# Indexed Random Access: FAI and TBI

This notebook demonstrates how to use **FAI (FASTA Index)** and **TBI (Tabix Index)** for efficient random access to genomic data.

## What You'll Learn

1. **FAI (FASTA Index)**
   - Build and load FASTA indices
   - Fetch entire sequences or specific regions
   - Use cases: gene extraction, reference lookups

2. **TBI (Tabix Index)**
   - Load tabix indices for VCF/BED/GFF3 files
   - Query specific genomic regions
   - Use cases: variant calling, peak overlaps

3. **Performance Benefits**
   - 100-1000× speedup vs sequential scanning
   - Constant memory usage
   - Essential for large-scale genomics

In [None]:
import biometal
import tempfile
import os
import struct

## Part 1: FAI - FASTA Indexing

FAI enables O(1) random access to any sequence in a FASTA file without loading the entire file into memory.

In [None]:
# Create a sample FASTA file
fasta_data = """##chr1 Human chromosome 1
ACGTACGTACGTACGTACGTACGTACGTACGTACGTACGTACGTACGTACGTACGTACGT
TGCATGCATGCATGCATGCATGCATGCATGCATGCATGCATGCATGCATGCATGCATGCA
>chr2 Human chromosome 2
GGGGCCCCAAAATTTTGGGGCCCCAAAATTTTGGGGCCCCAAAATTTTGGGGCCCCAAAA
TTTTGGGGCCCCAAAATTTTGGGGCCCCAAAATTTTGGGGCCCCAAAATTTTGGGGCCCC
>chrM Mitochondrial DNA
ATCGATCGATCGATCGATCGATCG
"""

# Write to temporary file
with tempfile.NamedTemporaryFile(mode='w', suffix='.fa', delete=False) as f:
    fasta_path = f.name
    f.write(fasta_data)

print(f"Created FASTA file: {fasta_path}")

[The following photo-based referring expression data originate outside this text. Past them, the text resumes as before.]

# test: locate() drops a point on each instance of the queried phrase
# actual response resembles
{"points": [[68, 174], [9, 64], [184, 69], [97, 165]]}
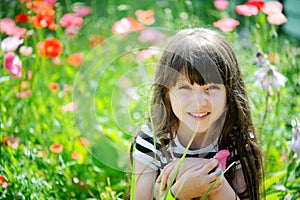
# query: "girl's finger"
{"points": [[164, 173]]}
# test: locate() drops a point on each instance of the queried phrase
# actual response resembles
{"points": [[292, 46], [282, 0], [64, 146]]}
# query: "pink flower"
{"points": [[13, 64], [7, 26], [70, 19], [277, 18], [12, 141], [70, 107], [226, 24], [75, 156], [246, 10], [50, 2], [71, 31], [24, 94], [221, 156], [10, 44], [272, 7], [25, 51], [83, 11], [151, 35], [145, 16], [221, 4]]}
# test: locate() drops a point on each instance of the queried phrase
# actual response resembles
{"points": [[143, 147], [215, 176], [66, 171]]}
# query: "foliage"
{"points": [[53, 137]]}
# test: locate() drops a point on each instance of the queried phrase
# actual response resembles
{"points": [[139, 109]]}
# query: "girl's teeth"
{"points": [[198, 114]]}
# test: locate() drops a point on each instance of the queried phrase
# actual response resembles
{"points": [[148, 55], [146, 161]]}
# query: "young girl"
{"points": [[199, 101]]}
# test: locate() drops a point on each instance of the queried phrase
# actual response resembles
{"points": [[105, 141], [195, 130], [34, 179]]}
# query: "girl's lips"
{"points": [[199, 115]]}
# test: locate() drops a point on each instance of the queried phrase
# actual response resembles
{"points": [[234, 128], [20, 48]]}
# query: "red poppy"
{"points": [[13, 64], [277, 18], [221, 4], [246, 10], [22, 18], [12, 141], [51, 47], [24, 94], [2, 179], [221, 156], [75, 156], [95, 40], [56, 148], [45, 15], [126, 24], [75, 59]]}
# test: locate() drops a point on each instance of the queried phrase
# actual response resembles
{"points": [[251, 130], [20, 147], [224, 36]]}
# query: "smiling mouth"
{"points": [[199, 114]]}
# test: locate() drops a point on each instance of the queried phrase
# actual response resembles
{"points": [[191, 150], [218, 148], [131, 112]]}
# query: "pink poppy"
{"points": [[226, 24], [221, 156], [13, 64], [83, 11], [151, 35], [145, 16], [25, 51], [277, 18], [221, 4], [24, 94], [7, 26], [70, 107], [71, 31], [70, 19], [12, 141], [56, 148], [50, 2], [272, 7], [246, 10], [10, 44], [125, 25]]}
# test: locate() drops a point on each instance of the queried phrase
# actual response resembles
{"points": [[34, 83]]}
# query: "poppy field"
{"points": [[75, 80]]}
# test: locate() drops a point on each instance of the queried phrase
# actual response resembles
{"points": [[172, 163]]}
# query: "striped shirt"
{"points": [[153, 154]]}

### Step 1: Build the Index

In [None]:
# Build FAI index from FASTA file
fai_index = biometal.FaiIndex.build(fasta_path)
print(f"Built index with {len(fai_index)} sequences")
print(f"Sequence names: {fai_index.sequence_names()}")

### Step 2: Save and Load Index

In [None]:
# Save index to file
fai_path = fasta_path + ".fai"
fai_index.write(fai_path)
print(f"Saved index to: {fai_path}")

# Load index from file (fast: <1ms)
loaded_index = biometal.FaiIndex.from_path(fai_path)
print(f"Loaded index: {len(loaded_index)} sequences")

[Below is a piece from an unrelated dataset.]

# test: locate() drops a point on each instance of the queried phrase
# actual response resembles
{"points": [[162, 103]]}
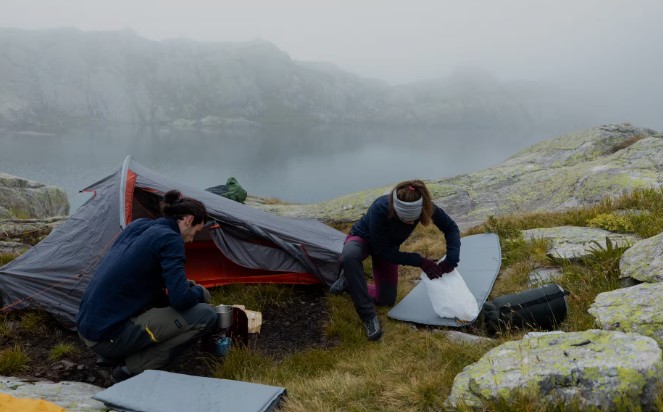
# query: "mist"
{"points": [[606, 51]]}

### Step 3: Query Sequence Metadata

In [None]:
# Get info for each sequence
for seq_name in loaded_index.sequence_names():
    info = loaded_index.get_info(seq_name)
    print(f"{seq_name}:")
    print(f"  Length: {info['length']} bp")
    print(f"  Offset: {info['offset']} bytes")
    print(f"  Line bases: {info['line_bases']}")
    print(f"  Line width: {info['line_width']}")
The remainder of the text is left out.